The crisis has shed light on the imperfections of the French health system. To fill these gaps, it is essential to work on improving both the times of access to care, the patient care pathways, but also the cooperation between health professionals and doctors. The government itself has understood this well.
Proof of this are: the calls for expression of interest (MAI) regularly published by the ministry. However, if e-health solutions enjoy a flourishing literature, the distance does not meet all needs. An important part of the answer thus lies on the side of another practice of medicine, too often forgotten despite its usefulness and having significant economic outlets: medical mobility.
Medical mobility: a variety of professions serving good living …
Rural doctors are most often associated with the term of medical mobility. Part of the family having forged close ties with their patients, they play a real social role in addition to their core business. If the latter are becoming increasingly rare, mobile health has gradually become more democratic: from the historical SOS Médecins continuous medical service to home health providers traveling to check the patient’s constants for diabetics or patients suffering from sleep apnea … through nurses, occupational therapists, physiotherapists or midwives, to name but a few than them. Medical mobility is therefore now multi-business, but also multi-location in that the various health professionals are able to travel to where the patient is: at home of course, but also in establishments and medico-social services ( Ehpad) or health, in serviced residences for seniors, or in the professional environment and schools.
In this sense, health in mobility has as many advantages as there are places of life visited. In addition to limiting the health risks and the costs associated with the movement of fragile people, it is a means of combating medical deserts and reducing the loss of opportunities and the phenomenon of non-recourse to care for isolated or dependent people.. In that it makes it possible to identify risky situations on site, it is also a means of detecting the various forms of mistreatment and therefore, ultimately, of improving the well-being of patients. Indeed, some health professionals on the move, because of their quality of service approach, can alert the competent authorities in the event of unsanitary housing, signs of physical or moral abuse by a third party, malnutrition, etc. etc. Finally, it allows better prevention and early screening. Benefits themselves source of many virtues. Carrying out visual assessments in a company or at school leads, for example, to greater employee productivity and a reduction in the risk of failure at school.
… As an essential link in the healthcare offer of tomorrow!
The advantages inherent in medical mobility are even more numerous when it is carried out in coordination with the other players in the value chain. In order to limit the influx of emergency services or traffic in large urban centers, mobile health professionals can thus redirect patients to multidisciplinary health centers which are scattered throughout the territory. Also, in order to facilitate access to certain specialties, these mobile health professionals can perform screening and prevention procedures in support of specialist doctors who will be consulted (face-to-face or by telemedicine) for the interpretation of the results and the completion of the prescription or the surgical act. Changes in the regulatory framework could allow an optician on the move to carry out, for example, a visual assessment and a complete screening for the ophthalmologist. Likewise, an advanced practice home nurse will be able to carry out a nursing assessment for a neurologist, surgeon or any other doctor who needs it. Coordination that makes the care process more fluid: on the patient side by reducing the time it takes to obtain medical appointments; and on the practitioner side by allowing them both to free up time for patients requiring medical expertise or complex care, and to concentrate on medical procedures.

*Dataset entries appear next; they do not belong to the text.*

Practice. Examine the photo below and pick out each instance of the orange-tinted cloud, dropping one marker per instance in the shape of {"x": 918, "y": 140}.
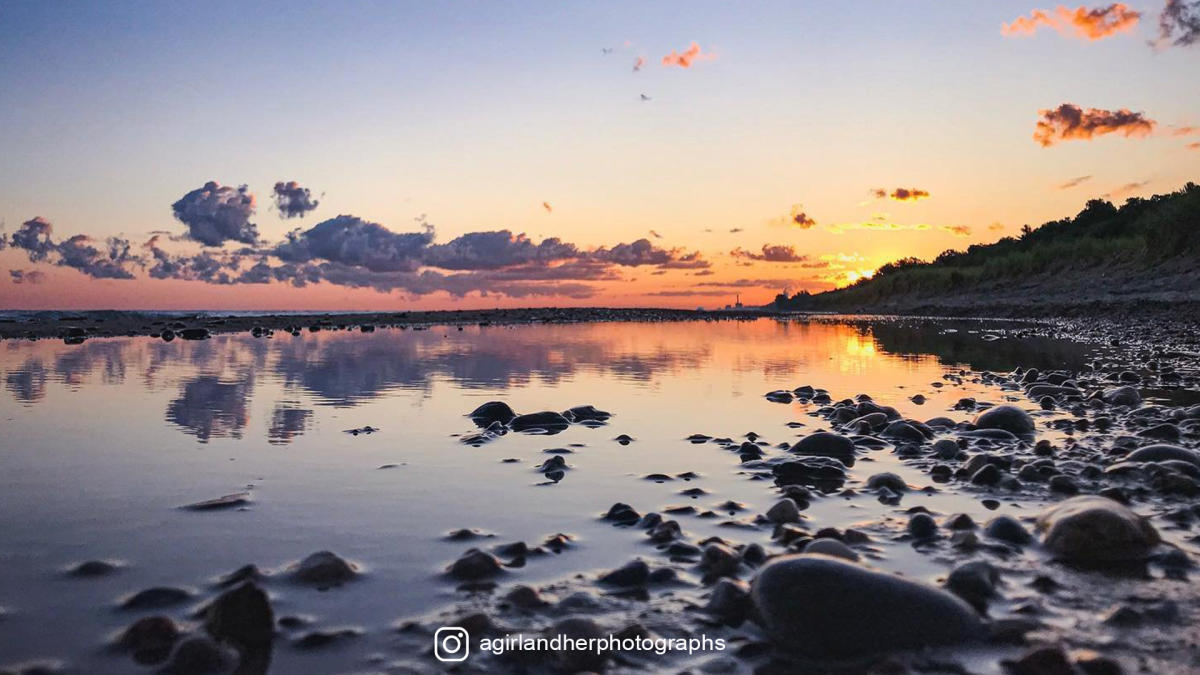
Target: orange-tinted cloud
{"x": 1074, "y": 181}
{"x": 901, "y": 193}
{"x": 689, "y": 57}
{"x": 1068, "y": 121}
{"x": 1080, "y": 22}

While it was customary for a patient to go to health professionals, the structural changes brought about by the development of home services could be the key to providing everyone – whatever their age, way and place of life. , and their ability or willingness to move – better access to health. However, for a seamless care path, all that remains is to activate the levers aimed at better coordination between health professionals facilitated by greater delegation of tasks, to support the emergence of specialized support services allowing them to exercise their profession. 100% with patients without worrying about administrative constraints, and to train them in these new mobile jobs. Because in addition to miniaturized professional equipment, it is also methods and processes that must be adapted to this way, both more intrusive but also ethical, of practicing one’s profession. A mobile practice AND which could thus advance society as a whole!